Sin embargo, las mujeres están empeñadas en parecerse a los hombres.

Supuestamente en los derechos, pero, en verdad, en los deberes, angustias y responsabilidades. Anatole France (Premio Nóbel de Literatura 1921) nos dice en El Jardín de Epicuro: «Yo aseguro a la mujer que, en su lugar, odiaría a todos los emancipadores que pretenden igualarlas a los hombres, pues así las empequeñecen».

Por supuesto, bien está que la mujer se cultive, que inunde las universidades y dé irrefutables pruebas de su inteligencia pero…¿qué sucede cuando sale embarazada, legal o ilegalmente, a voluntad o por descuido? Pues que asumen un doble rol. Se ven envueltas en responsabilidades propias de ambos sexos. No solo pasan el sorprendente y complejo episodio de la preñez y el parto sino que asumen estoicamente la obligación de hacer de esa criatura un buen ser humano, varón o hembra. ¿Por qué, si no, escuchamos a grandes deportistas nuestros, triunfadores en el béisbol de Grandes Ligas, o en deportes de alta exigencia, referirse siempre a sus madres y no a sus padres, volcando su agradecimiento a los extraordinarios esfuerzos que realizaron sus progenitores en su favor?
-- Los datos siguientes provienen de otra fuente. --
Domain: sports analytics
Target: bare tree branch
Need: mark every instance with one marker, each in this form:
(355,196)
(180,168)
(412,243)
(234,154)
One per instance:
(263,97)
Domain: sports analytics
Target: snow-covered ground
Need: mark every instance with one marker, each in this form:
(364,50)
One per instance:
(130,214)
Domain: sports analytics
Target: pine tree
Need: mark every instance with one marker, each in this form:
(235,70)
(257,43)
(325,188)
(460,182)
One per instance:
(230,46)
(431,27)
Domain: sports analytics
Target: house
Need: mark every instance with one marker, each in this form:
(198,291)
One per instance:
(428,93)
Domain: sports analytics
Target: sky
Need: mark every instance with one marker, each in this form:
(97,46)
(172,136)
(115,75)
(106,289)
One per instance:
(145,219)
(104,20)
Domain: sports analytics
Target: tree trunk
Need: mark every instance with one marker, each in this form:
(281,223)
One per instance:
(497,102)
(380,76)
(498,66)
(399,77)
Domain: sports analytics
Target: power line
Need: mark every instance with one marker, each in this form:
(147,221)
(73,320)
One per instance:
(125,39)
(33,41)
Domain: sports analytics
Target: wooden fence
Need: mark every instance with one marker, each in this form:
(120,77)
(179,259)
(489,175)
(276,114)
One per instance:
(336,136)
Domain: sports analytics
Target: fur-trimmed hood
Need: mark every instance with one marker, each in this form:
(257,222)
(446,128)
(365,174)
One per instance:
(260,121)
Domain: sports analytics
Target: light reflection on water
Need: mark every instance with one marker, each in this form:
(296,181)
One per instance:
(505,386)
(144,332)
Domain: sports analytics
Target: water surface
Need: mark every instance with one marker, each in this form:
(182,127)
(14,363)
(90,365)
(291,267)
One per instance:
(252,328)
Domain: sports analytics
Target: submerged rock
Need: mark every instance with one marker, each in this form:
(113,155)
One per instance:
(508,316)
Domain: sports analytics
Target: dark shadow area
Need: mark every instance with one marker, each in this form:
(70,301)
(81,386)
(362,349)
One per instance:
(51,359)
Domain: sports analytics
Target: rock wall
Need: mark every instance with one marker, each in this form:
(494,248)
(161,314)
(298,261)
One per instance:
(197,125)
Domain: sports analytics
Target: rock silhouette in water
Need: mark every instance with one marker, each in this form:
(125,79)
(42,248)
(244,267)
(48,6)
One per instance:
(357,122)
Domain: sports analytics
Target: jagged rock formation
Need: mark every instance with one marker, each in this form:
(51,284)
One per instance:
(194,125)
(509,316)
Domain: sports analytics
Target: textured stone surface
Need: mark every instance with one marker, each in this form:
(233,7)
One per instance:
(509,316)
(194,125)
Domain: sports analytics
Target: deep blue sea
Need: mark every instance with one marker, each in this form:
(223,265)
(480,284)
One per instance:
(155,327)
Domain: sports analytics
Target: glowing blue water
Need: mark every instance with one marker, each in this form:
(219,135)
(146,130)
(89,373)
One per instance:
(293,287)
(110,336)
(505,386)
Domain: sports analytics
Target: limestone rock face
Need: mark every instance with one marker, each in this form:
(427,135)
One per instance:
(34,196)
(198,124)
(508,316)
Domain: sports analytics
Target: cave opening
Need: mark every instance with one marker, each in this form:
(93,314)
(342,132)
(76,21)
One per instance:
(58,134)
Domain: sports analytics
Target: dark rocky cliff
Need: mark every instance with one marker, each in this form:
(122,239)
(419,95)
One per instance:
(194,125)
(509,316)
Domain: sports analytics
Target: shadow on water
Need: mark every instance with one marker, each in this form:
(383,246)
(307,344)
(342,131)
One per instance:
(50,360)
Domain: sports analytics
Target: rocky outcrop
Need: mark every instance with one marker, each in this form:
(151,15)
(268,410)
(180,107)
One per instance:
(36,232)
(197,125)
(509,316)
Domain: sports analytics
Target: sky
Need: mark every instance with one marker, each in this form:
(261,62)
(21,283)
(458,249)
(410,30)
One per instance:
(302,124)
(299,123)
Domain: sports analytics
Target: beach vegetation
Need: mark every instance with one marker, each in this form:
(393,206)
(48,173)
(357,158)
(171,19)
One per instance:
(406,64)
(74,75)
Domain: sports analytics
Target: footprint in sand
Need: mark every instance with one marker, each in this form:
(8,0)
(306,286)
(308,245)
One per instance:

Hasta el siglo quince italiano, la Iglesia había pretendido que «mulier non est facta ad imaginem Dei» (que la mujer no está hecha a semejanza de Dios) pero entonces hubo una curiosa dedicación a la rehabilitación femenina.

Y a los ocho años de edad, S. XV, Cecilita Gonzaga sabe escribir griego y declinar sustantivos y conjugar verbos sin errores. Nos refiere el eminente historiador francés Philippe Monnier en su Historia Literaria del Siglo Quince Italiano que «Al llegar el papa Pío II a Urbino, cierta joven princesa pronuncia ante él un discurso en latín tan retórico y florido que el padre de la cristiandad, aunque excelente latinista, confiesa su embarazo para darle la contrarréplica en el lenguaje de Horacio…y Jacopo di Bérgamo asegura que el Santo Padre dijo que ninguna mujer en Italia podía ser comparada con aquella, ni por su erudición ni por su elocuencia.

Pero no era caso aislado.

En aquel tiempo Isotta Nogarola disputa en casa de Ludovico Foscarini acerca de la participación y responsabilidad de Adán y de Eva en el pecado original. Casandra Fedele escribe un libro sobre la clasificación de las ciencias.

Pero la mujer se percata de repente de que es hermosa, se mira al espejo y sonríe.

No es cierto que la sonrosada carne humana esté amasada de una mezcla de polvo y barro que hay que castigar y cubrir con ropas hasta dejarla invisible.

Y los Botticelli, los Ghirladaio, los Lorenzo di Credi evocarán la desnudez grácil y serena de las Venus, de las Dianas, las Gracias, las Ninfas. «Si a las mujeres que tienen hermoso cabello -escribe Lorenzo Valla-, hermoso rostro, hermoso pecho les toleramos que desnuden esas partes ¿por qué ha de parecernos mal que muestren otras no menos hermosas de su cuerpo?

La mujer escota sus vestidos, inventa aceites para suavizar la piel, enrojece sus uñas, aclara u obscurece sus cabellos, blanquea sus dientes…se maquilla.

Ya se había hecho mucho antes, pero el criterio tiene novedades.

Y con el paso del tiempo se ha vuelto un lío.

Una esclavitud.

Y resulta que hoy cada vez más hombres se acicalan, se depilan, se maquillan con discreción, quieren ser bellos, apolíneos, adoptadores de poses seductoras (¿para quienes?). Su conversación se ha tornado más frívola siempre que no se trate de asuntos financieros, cuando vuelven a las cavernas: «lo mío». Y se tornan hoscos.

¿Estaremos en la antesala del predominio de la mujer?

¿De un nuevo estilo de matriarcado?

¿Nuevas fuerzas y nuevas debilidades?